Basketball fans will get to follow the actions of a single player in livestreams on Twitter in the second half of 20 games, starting with the NBA All-Star Game on Feb. 17.
NBA Commissioner Adam Silver and Twitter CEO Jack Dorsey discussed the plan, which evolved from a new partnership between the league and social network, in a Wednesday presentation on the CES Sports Zone Stage at Aria.
Twitter followers will be able to vote for which player they want to follow in the second half of games and the livestream will have its own commentators so that fans can watch the game in a broadcast and the livestream at the same time.
Silver and Dorsey acknowledged #NBATwitter livestreams will be an experiment, but the commissioner said most players have embraced Twitter as a means to communicate directly with their fans in a sport that enables fans to get closer to the action than most sports.
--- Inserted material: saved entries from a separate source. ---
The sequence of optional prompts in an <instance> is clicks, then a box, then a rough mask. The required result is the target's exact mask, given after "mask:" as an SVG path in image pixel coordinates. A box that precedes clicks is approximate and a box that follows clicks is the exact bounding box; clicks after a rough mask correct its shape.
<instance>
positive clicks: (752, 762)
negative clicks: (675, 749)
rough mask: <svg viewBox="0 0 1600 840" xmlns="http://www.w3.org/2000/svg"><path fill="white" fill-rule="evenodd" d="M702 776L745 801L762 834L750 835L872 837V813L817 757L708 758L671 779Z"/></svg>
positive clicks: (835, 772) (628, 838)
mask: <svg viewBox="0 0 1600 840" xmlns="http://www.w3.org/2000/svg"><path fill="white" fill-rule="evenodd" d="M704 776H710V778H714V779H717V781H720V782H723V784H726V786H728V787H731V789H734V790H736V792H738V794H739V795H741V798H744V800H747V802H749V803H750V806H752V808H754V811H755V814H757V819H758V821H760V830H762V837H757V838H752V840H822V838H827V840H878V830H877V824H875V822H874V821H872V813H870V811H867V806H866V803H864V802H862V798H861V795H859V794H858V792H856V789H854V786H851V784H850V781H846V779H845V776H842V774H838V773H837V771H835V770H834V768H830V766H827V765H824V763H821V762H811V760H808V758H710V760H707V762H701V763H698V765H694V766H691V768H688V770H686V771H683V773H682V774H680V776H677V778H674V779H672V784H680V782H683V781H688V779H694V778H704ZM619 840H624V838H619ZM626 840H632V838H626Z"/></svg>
“It’s more of an interest-based network than a social-based network,” said Dorsey, “but the real-time aspect gives that roar of the crowd, that buzz, that feeling, that vibe, that sense of what people are thinking, that’s something that we never want to lose.”
Silver said the direct relationship players have with their fans have provided some special moments for the league. When longtime Los Angeles Clippers star Blake Griffin was traded to the Detroit Pistons a year ago, the team’s fans were shocked. Then Griffin was able to speak directly to them on Twitter to take away some of the sting.
“These athletes have direct relationships with the fans,” Silver said. “They understand the role of the media, but also if they have a message, they can put it directly to the people.”
Sometimes, the conversation gets political, but Silver doesn’t mind when a player expresses views, preferring to let players be authentic with their personas.
One of the most celebrated Twitter battles has been Los Angeles Lakers star LeBron James trading barbs with President Donald Trump.
“Everyone says things they then come to regret,” Silver said. “Sometimes it’s spur of the moment and they’ll tweet something or do something that they may not have understood the consequences, but it works itself out. There’s so much content out there that as long as I think they own up to it when they make a mistake and acknowledge they made a mistake, people seem to move on.”
Silver said because of the popularity of the engagement with fans, he doesn’t want to intervene as commissioner when personal views are expressed.
“I don’t want to be heavy handed in the league office because (if I did) then we’re going to chill some really interesting content,” he said.